Um velho homem alugara uma casa a um certo inquilino, nos tempos em que os contratos eram apenas apalavrados. Nada de papéis. Ele não poderia imaginar que o sujeito era um velhaco de marca maior. Logo nos primeiros meses, para agonia do credor, o manhoso deixou de pagar o aluguel e fugia a qualquer tentativa de aproximação do locador.
Cansado de tanto levar tombo, o velho e revoltado proprietário idealizou um plano: foi ter com a esposa do trapaceiro, puxando um fedorento bode cuiudo por uma corda, levando um feixe de capim e uma gamela para colocar água. A mulher, que, a bem da verdade, não se escondia, apenas era bem treinada para despachar credores, abriu a porta e ficou surpresa com aquela visita tão estranha.
¬ Bom dia, minha cumade! Tô deixando esse bode véio aqui, porque não tenho ôto lugar pra ele. Mas, não se preocupe, todo dia trago capim e água. Ficamos assim, então. Inté, cumade!
Boquiaberta, a mulher ficou apenas segurando a corda do caprino, amarrou-a na perna da mesa e esperou o marido caviloso chegar. Chegou, sentiu o mal cheiro logo na porta e deparou-se com a desgraça. Além do seu fedor natural, o bode velho já fizera outras sujeiras, e o ardiloso locatário ficou paralisado com a cena inusitada, ouviu, indignado, o relato da esposa, suportou a tragédia por duas intermináveis semanas e devolveu a casa ao velho homem.
No Senado República Federativa do Brasil, o espaço está ocupado pela onipresença midiática de um presidente e um relator da CPI, que se arvoram de implacáveis paladinos da Justiça para inquirir, com grosserias e ameaças explícitas, servidores públicos que trabalham duro, muitos deles sacrificando noites e fins de semana ao enfrentar uma pandemia que se alastra pela nação.

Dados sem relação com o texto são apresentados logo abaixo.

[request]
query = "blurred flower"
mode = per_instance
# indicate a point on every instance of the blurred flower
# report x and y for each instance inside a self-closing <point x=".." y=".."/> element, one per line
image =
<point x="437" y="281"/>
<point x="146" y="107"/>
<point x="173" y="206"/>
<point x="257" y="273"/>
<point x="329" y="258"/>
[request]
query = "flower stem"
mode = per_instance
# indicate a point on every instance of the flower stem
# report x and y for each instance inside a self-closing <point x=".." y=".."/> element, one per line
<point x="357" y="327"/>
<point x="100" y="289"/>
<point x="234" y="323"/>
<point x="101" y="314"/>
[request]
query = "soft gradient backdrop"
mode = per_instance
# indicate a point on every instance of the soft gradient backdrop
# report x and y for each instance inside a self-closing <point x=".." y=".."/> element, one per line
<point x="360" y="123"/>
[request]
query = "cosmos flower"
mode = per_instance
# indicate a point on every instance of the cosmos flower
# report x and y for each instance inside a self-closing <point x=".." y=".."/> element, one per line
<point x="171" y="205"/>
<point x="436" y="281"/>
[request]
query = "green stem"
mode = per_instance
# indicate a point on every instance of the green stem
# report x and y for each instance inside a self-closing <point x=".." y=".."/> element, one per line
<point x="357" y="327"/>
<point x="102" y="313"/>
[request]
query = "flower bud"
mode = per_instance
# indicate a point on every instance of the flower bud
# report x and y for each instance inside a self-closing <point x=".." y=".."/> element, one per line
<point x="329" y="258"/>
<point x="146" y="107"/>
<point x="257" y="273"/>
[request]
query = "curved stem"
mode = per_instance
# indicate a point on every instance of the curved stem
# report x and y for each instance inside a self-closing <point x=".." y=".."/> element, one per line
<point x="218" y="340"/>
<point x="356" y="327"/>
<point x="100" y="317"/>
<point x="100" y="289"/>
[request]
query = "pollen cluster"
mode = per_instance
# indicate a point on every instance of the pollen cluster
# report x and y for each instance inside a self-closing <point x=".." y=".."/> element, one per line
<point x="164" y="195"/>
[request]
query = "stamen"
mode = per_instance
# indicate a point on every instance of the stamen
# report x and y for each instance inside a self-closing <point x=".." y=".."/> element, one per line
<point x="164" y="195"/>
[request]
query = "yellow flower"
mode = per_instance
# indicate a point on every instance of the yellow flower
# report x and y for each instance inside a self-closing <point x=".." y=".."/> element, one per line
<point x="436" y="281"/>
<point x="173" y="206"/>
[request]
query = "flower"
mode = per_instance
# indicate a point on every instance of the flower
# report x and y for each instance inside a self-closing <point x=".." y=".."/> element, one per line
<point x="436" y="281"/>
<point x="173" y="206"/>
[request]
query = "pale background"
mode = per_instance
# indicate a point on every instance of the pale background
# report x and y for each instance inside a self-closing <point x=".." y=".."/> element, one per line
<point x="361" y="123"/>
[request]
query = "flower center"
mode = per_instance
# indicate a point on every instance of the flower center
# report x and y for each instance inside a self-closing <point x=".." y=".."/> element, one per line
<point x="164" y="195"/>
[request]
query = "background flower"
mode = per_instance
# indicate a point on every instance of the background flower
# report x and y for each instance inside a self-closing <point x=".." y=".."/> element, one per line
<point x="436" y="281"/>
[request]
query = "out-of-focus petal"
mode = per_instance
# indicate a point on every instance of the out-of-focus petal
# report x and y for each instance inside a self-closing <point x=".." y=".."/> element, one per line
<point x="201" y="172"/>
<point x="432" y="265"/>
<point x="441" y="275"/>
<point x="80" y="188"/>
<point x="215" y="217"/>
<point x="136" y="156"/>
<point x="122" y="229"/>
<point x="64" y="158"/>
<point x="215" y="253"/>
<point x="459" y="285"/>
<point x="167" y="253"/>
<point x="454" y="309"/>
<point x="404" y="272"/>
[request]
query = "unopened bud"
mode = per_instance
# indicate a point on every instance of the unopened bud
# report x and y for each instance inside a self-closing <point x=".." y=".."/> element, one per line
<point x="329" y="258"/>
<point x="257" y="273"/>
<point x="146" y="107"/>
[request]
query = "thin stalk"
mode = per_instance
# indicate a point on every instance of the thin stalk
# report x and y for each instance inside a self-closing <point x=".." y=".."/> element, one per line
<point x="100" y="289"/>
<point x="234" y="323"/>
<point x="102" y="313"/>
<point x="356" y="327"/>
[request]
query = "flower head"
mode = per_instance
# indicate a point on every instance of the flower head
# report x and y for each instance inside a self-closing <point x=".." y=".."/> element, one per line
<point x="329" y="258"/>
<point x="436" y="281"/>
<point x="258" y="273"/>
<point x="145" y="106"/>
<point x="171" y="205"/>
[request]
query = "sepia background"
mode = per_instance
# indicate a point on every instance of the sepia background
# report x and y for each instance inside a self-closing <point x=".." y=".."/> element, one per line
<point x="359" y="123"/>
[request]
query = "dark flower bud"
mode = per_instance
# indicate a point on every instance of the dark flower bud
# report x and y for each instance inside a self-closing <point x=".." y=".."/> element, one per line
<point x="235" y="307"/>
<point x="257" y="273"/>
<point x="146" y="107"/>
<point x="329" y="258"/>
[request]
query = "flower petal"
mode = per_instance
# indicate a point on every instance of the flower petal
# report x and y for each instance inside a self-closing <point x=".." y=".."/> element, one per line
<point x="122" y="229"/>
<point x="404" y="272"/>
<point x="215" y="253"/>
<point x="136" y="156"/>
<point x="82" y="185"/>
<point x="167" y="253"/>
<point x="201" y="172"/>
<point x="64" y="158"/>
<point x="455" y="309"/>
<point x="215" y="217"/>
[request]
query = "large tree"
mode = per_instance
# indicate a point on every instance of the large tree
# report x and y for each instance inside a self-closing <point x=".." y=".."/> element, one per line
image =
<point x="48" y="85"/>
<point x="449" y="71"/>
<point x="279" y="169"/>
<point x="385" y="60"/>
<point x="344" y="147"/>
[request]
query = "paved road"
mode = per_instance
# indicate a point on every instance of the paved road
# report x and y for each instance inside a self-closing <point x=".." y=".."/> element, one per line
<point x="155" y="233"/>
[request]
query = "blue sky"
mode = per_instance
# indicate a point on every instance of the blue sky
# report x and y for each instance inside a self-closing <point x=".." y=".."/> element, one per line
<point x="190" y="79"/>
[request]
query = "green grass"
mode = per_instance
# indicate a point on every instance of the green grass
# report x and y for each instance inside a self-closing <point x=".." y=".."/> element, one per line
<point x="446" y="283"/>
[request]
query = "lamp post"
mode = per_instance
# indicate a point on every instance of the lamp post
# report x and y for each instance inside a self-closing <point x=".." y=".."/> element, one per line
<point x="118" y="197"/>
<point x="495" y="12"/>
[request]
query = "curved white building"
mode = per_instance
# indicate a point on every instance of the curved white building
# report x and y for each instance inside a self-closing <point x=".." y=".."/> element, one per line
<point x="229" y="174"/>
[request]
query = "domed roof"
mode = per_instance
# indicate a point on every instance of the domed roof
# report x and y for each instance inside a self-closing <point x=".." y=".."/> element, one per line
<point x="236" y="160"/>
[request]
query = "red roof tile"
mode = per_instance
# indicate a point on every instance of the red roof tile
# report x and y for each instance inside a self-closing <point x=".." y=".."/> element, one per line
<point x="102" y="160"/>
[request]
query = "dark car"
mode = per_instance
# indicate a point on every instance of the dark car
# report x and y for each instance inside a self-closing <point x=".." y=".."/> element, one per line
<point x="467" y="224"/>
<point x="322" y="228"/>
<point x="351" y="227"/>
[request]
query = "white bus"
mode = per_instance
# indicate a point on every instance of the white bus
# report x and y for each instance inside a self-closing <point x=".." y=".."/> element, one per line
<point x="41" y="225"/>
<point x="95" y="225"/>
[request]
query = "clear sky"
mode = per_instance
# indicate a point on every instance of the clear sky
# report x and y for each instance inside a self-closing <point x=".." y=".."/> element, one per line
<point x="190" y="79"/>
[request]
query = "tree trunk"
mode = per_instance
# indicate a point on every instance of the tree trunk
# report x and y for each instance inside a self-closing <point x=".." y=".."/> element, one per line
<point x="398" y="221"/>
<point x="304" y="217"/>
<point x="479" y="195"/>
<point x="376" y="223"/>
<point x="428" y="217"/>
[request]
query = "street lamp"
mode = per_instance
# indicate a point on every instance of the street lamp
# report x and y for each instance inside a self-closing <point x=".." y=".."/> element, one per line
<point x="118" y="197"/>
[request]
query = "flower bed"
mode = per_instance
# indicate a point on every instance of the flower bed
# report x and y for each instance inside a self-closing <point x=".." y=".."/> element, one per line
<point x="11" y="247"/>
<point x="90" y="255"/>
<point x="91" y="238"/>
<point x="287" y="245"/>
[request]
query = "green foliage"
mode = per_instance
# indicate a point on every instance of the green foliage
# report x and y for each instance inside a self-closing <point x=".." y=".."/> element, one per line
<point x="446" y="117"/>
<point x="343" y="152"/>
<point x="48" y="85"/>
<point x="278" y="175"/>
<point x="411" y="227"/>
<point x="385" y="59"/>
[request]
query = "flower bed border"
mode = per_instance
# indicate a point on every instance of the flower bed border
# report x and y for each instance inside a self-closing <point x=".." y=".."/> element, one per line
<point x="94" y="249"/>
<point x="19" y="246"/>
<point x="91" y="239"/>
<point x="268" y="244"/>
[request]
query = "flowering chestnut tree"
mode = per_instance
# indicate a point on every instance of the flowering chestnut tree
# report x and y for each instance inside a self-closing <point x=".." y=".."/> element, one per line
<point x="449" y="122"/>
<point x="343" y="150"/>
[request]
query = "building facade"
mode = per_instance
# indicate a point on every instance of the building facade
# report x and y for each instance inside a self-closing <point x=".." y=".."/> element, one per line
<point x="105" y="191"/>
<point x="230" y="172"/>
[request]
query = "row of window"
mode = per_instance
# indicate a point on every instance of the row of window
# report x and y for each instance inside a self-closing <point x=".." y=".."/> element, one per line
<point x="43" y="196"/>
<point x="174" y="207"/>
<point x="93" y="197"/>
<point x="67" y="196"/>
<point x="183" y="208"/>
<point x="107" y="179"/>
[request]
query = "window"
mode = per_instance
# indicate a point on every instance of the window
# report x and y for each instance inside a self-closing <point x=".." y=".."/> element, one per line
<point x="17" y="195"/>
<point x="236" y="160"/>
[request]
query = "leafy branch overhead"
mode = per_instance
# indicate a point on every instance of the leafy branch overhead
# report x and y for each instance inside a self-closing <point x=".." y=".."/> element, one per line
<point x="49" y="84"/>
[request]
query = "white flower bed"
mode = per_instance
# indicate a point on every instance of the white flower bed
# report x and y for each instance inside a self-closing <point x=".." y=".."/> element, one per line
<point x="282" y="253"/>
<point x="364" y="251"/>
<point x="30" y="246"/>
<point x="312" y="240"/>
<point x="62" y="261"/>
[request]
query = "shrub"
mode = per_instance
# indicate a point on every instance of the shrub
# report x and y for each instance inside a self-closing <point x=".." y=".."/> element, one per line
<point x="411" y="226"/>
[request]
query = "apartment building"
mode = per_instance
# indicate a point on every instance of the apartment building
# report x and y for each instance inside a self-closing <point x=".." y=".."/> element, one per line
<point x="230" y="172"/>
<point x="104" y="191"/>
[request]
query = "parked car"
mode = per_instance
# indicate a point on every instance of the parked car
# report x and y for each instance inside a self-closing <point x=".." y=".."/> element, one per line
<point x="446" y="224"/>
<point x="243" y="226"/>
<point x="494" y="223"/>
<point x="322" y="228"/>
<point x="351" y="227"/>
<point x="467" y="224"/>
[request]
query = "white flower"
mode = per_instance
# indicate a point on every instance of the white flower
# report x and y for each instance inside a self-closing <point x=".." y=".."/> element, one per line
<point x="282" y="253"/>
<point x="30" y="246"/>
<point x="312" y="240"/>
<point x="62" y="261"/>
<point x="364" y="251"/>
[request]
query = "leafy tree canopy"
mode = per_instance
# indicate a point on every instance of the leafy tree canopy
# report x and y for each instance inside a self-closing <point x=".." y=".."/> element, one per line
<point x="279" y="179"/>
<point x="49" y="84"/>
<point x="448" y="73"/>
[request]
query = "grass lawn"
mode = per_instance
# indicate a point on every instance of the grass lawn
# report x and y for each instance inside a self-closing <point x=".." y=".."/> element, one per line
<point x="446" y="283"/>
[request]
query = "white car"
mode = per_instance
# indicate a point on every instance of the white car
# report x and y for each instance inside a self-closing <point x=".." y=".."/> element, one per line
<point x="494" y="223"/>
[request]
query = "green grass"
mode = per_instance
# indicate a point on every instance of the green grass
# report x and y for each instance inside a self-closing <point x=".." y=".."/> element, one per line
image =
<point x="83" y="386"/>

Diferentemente do velho bode e do locatário manhoso, os referidos senadores escondem suas sujeiras debaixo de um poderoso tapete, são inquilinos da casa, é verdade, mas não precisam pagar aluguel, porque o povo faz isso para eles. Ao contrário, ainda recebem vários milhões de reais a cada ano.
Eles também não correm risco de despejo, como ocorreu com o locatário manhoso, pois foram legitimados para ocupar a casa do povo, esse errático habitante de um país que lhes patrocinam todas as mordomias possíveis e imagináveis, por décadas.
Enquanto isso, nós, locatários do Imóvel República, assistimos impassíveis a esse espetáculo dantesco, indiferentes às sujeiras que se sucedem e se acumulam sem a
consciência de que temos o poder de expulsá-los, locatários e bode, com o uso consciente do voto.
A República agradeceria vivamente pela limpeza que só os cidadãos conscientes podem fazer.
FRASE
Enquanto isso, nós, locatários do Imóvel República, assistimos impassíveis a esse espetáculo dantesco, indiferentes às sujeiras que se sucedem e se acumulam sem a consciência de que temos o poder de expulsá-los, locatários e bode, com o uso consciente do voto.